While February weather discourages outdoor activities, I reminisce about a sojourn with a friend. Our passage is the meandering High Road to Taos, New Mexico. At Las Trampas the Santuario San José de Gracia, a humble Spanish Colonial adobe edifice once known as Santuario Santo Tomás del Rio de las Trampas invites respite...we stop.
The santuario is one of the best preserved examples of Spanish Colonial Mission architecture in New Mexico. Over the main entry door into the nave is a centered relief carving of a cherub and inscription which spans the width of the door. The carved inscription "D MANO D NICOlaS d APOdaCA"(by the hand of Nicolás de Apodaca) is a curious mix of upper and lower case letters.

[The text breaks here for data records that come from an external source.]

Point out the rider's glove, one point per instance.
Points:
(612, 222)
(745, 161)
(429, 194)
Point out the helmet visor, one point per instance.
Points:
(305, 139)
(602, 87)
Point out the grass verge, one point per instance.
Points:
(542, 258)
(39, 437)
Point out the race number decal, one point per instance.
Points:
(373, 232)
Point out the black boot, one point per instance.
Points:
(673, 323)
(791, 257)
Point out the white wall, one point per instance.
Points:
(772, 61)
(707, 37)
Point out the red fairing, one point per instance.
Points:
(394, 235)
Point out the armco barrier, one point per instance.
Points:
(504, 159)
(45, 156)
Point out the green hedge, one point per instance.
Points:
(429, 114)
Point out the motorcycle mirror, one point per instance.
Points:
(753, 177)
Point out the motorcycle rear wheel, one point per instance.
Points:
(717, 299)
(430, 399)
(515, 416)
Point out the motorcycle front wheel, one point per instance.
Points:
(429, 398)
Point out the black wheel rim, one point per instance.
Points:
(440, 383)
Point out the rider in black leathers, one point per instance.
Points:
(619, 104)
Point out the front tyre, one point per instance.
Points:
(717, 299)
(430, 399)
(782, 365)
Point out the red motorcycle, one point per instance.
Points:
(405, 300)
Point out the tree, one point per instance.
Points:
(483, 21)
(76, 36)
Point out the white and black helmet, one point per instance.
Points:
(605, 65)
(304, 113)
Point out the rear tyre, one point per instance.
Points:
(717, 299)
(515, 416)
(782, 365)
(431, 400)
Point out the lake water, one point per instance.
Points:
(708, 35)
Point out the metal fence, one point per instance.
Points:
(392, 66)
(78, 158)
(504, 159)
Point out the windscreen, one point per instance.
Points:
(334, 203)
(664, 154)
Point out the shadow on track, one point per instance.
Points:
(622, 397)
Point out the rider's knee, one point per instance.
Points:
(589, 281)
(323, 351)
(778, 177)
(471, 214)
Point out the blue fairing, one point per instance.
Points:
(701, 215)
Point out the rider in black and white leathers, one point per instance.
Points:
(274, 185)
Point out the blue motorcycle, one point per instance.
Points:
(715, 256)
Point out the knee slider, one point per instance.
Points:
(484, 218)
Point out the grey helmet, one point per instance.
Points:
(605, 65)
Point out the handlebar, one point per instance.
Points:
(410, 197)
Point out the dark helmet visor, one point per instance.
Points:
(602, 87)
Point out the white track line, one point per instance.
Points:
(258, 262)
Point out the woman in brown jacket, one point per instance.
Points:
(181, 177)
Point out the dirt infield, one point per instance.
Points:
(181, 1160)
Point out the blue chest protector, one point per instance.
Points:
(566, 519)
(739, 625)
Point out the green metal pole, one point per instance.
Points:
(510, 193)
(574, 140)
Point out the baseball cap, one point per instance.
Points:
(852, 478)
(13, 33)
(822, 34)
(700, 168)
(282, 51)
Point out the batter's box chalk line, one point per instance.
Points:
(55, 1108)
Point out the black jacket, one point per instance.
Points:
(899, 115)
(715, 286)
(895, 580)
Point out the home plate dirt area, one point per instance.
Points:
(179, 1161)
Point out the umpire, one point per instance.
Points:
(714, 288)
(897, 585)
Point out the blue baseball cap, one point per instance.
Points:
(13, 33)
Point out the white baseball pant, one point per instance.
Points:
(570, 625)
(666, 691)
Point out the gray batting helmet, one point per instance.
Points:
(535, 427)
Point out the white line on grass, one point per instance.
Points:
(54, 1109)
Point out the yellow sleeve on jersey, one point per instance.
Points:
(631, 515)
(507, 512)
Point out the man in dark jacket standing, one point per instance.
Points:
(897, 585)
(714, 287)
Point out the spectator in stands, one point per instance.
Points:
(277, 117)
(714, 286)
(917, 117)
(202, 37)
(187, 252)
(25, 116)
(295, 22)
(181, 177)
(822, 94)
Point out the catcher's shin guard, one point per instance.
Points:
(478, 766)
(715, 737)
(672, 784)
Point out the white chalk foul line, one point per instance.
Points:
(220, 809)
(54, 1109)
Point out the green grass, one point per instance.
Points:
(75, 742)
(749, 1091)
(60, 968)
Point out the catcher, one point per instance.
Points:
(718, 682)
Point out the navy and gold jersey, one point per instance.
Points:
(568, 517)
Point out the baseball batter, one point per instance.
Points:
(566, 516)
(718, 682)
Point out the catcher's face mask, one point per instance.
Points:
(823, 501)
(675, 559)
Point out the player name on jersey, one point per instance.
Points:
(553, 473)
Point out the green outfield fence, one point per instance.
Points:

Nicolás is surely a descendant of Diego González de Apodaca, a soldier who escorted Governor Don Alonso de Pacheco de Herédia from Mexico City to Santa Fe in December 1641. Memorialized by the inscription in the door lintel, I presume Nicolás is the artisan who crafted the entry around 1780.
In mind's eye I wander the walled church grounds, touch the weathered wood at the main entry and run my hands across the coarse texture of protruding straw fortifier in the stucco layered upon its adobe bones. My imagination ignites and I wonder what might have been. This grand old sanctuary holds stories of joyous celebrations and sorrowful dirges, weddings, baptisms and funerals. The 1780s church is on the National Historic Landmark register.